Special Clinical Research Activities

William Stohl, M.D., Ph.D.
Phase 2 Studies of Lymphostat-BTM (Monoclonal Anti-BLyS Antibody) in Subjects with Systemic Lupus Erythematosus (SLE) and Rheumatoid Arthritis (RA). The current paradigm of SLE and RA pathogenesis begins with a genetic predisposition leading to the production of pathogenic autoantibodies and autoreactive effector B and T lymphocytes. The rational for developing a BLyS antagonist for treatment of autoimmune disease is supported in the current literature. For example, constitutive overexpression of BLyS in transgenic mice results in the development of autoimmune-like disease characterized by hypergammaglobulinemia, autoantibody production (e.g., anti-dsDNA antibodies, rheumatoid factor antibodies), and kidney involvement.
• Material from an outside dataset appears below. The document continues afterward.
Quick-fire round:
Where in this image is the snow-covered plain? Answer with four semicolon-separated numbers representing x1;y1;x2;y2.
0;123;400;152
Soluble BLyS receptor (TACI-Fc), as a BLyS antagonist, inhibits proteinuria in, and prolongs the survival of, NZBWF1 mice. TACI-Fc also reduces disease severity in an animal model of RA. Elevated BLyS levels are evident in the serum and synovial fluid of some RA patients and the serum of SLE patients. A positive correlation exists between serum BLyS and serum IgG levels and autoantibody (anti-dsDNA and RF) levels. Taken together, these data provide evidence that BLyS antagonism has potential therapeutic benefit in SLE and RA.